Reputation: 2243
I have a string like
string Text = "012345678901234567890123456789";
and a List<int>
with indexes
List<int> Indexes = new List<int>() { 2, 4, 7, 9, 15, 18, 23, 10, 1, 2, 15, 40 };
with following restrictions
Text.length
what's the best way to remove characters from the text which are in the index list?
expected output:
035681234679012456789
Is there a more efficent way than
foreach (int index in Indexes
.OrderByDescending(x => x)
.Distinct()
.Where(x => x < Text.Length))
{
Text = Text.Remove(index, 1);
}
Update:
Here are the Benchmarks of the current answers (string
with 100.000 characters and List<int>
with length 10.000:
Gallant: 3.322 ticks
Tim Schmelter: 8.602.576 ticks
Sergei Zinovyev: 9.002 ticks
rbaghbanli: 7.137 ticks
Jirí Tesil Tesarík: 72.580 ticks
Upvotes: 14
Views: 1090
Reputation: 11
A modified solution using byte (may be replaced by boolean) array instead of hash table. PROS: linear complexity, CONS: needs extra memory for flag array.

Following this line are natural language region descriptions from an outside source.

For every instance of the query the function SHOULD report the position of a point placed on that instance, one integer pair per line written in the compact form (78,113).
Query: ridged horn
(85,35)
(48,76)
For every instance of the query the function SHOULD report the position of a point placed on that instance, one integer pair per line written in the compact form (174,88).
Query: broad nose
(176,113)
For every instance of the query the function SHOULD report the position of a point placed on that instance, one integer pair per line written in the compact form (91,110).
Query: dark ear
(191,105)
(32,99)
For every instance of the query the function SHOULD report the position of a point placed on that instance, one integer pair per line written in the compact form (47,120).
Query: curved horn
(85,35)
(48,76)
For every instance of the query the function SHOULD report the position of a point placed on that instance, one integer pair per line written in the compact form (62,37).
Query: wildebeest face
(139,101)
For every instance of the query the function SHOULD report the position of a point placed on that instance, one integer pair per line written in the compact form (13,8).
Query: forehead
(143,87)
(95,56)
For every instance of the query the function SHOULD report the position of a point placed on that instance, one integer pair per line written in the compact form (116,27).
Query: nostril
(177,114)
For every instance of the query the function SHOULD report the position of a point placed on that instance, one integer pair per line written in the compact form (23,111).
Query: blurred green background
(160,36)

string Text = "012345678901234567890123456789";
List<int> Indexes = new List<int>() { 2, 4, 7, 9, 15, 18, 23, 10, 1, 2, 15, 40 };
byte[] contains = new byte[Text.Length];
Indexes.ForEach(p=> {if ( p<Text.Length) contains[p]=1;});
var output = string.Concat(Enumerable.Range(0, Text.Length).Where(p => contains[p] != 1).Select(p => Text[p]));
Upvotes: 0
Reputation: 166
The following is making an assumption that your string contains a known set of characters. If you know for certain that, for example, Unicode character
never appears in the string, you can use it as a placeholder to mark which characters to remove. This should be very fast in exchange for this limitation:
char temp = '\uFFF0';
StringBuilder sb = new StringBuilder(Text);
for (int i = 0; i < Indexes.Count; i++)
{
if (Indexes[i] < sb.Length)
{
sb[Indexes[i]] = temp;
}
}
Text = sb.Replace(temp.ToString(), null).ToString();
This appears to be anywhere between 3-4 times faster than building a HashSet like some other answers have suggested. http://ideone.com/mUILHg
If you cannot make the above assumption, you can build an array to contain this extra bit of data instead of using a unique character. This does two rounds of iteration (so it's a bit slower), but it is still O(n) efficiency (so it should typically be faster than putting Indexes into a hashmap before iterating).
bool[] exclude = new bool[Text.Length];
for (int i = 0; i < Indexes.Count; i++)
{
if (Indexes[i] < exclude.Length)
{
exclude[Indexes[i]] = true;
}
}
StringBuilder sb = new StringBuilder(Text.Length);
for (int i = 0; i < Text.Length; i++)
{
if (!exclude[i])
{
sb.Append(Text[i]);
}
}
Text = sb.ToString();
Quick benchmarks: http://ideone.com/3d2uPH
Upvotes: 5
Reputation: 1286
This will work faster:
string Text = "012345678901234567890123456789";
List<int> Indexes = new List<int>() { 2, 4, 7, 9, 15, 18, 23, 10, 1, 2, 15, 40 };
HashSet<int> hashSet = new HashSet<int>(Indexes);
StringBuilder sb = new StringBuilder(Text.Length);
for (int i = 0; i < Text.Length; ++i)
{
if (!hashSet.Contains(i))
{
sb.Append(Text[i]);
}
}
string str = sb.ToString();
Upvotes: 9
Reputation: 3319
Yes, see code below (it will iterate only once over each sequence):
var map = new short[Text.Length];
foreach (var i in Indexes)
{
if (i < text.Count)
map[i] = 1;
}
Text = new string(Text.Where((c, i) => map[i] == 0).ToArray());
Upvotes: 7
Reputation: 460018
Here's a more or less elegant LINQ way:
Text = new string(Text.Where((c, index) => !Indexes.Contains(index)).ToArray());
It uses the overload of Enumerable.Where
that projects the index of the item in the sequence.
If you want the most efficient and not the most readable way and the text is really large you could use a HashSet<int>
instead of the list which doesn't allow duplicates and a StringBuilder
to create the new string:
var indexSet = new HashSet<int>(Indexes); // either create from the list(as shown here) or use it without your list
var textBuilder = new StringBuilder(Text.Length);
for(int i = 0; i < Text.Length; i++)
if (!indexSet.Contains(i))
textBuilder.Append(Text[i]);
Text = textBuilder.ToString();
Of course you could also use the HashSet<int>
in the LINQ approach to make it more efficient.
Upvotes: 11